Consider a solid rod made of a glassy substance, and model it as a set of atoms in random locations, held together by randomly oriented harmonic springs (enough so that the graph is rigid). The Hamiltonian of this system is in principle diagonalizable, and since all the springs are harmonic, the potential energy is quadratic in all the atomic coordinates, so the whole system is equivalent to a set of uncoupled harmonic oscillators, which are of course the normal modes. The lowest frequency mode will be rod flexing back and forth with two nodes, the second will be the second overtone with three nodes, and so on, but importantly this set of normal modes goes all the way up to modes with a number of nodes on the order of the number of atoms in the rod. None of these normal modes has a precisely defined wavevector, because of the lack of periodicity in the glass, but they do have approximate wavevectors, and of course they have precise frequencies corresponding to the eigenvalues of the Hamiltonian.
One weird thing about this that seems completely different from the usual treatment of phonons in crystals is that all these modes are standing waves - they don't propagate in a particular direction, and their approximate wavevectors are only defined up to sign. This is actually the case for a finite-size crystal as well - no propagating waves can actually be eigenstates, and instead the boundary conditions at the ends of the crystal cause them to mix into standing waves that are the exact physical eigenstates. The only reason we introduce periodic boundary conditions and talk about the propagating waves in crystals is that it's so much more convenient. Of course, if you create a wave packet at one end of the material, either crystal or glass, you can always express that in whatever basis of eigenstates you want, and as they evolve the packet will end up moving through the crystal and spreading out according to some dispersion relation.
I don't know how you would actually calculate that dispersion relation for a glass (other than brute-force computation), but it's possible in principle.

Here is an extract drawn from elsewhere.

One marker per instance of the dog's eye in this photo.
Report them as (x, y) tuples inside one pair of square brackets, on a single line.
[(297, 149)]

The same considerations also apply to quasicrystals, but with the interesting addition that there are now diffusively propagating modes called phasons with long relaxation times. 2
Phonons in a gas is a really weird thing to think about because in an ideal gas, the particles are assumed to be non-interacting, and they have to be in a thermal distribution of single-particle quantum states for it to be a gas (rather than a Bose-Einstein condensate or something). If the gas particles are delocalized, and don't interact with each other, then what the heck is a phonon? Yet sound waves in a gas obviously exist, so the question remains whether they're quantized or not. I can't answer this part of the question.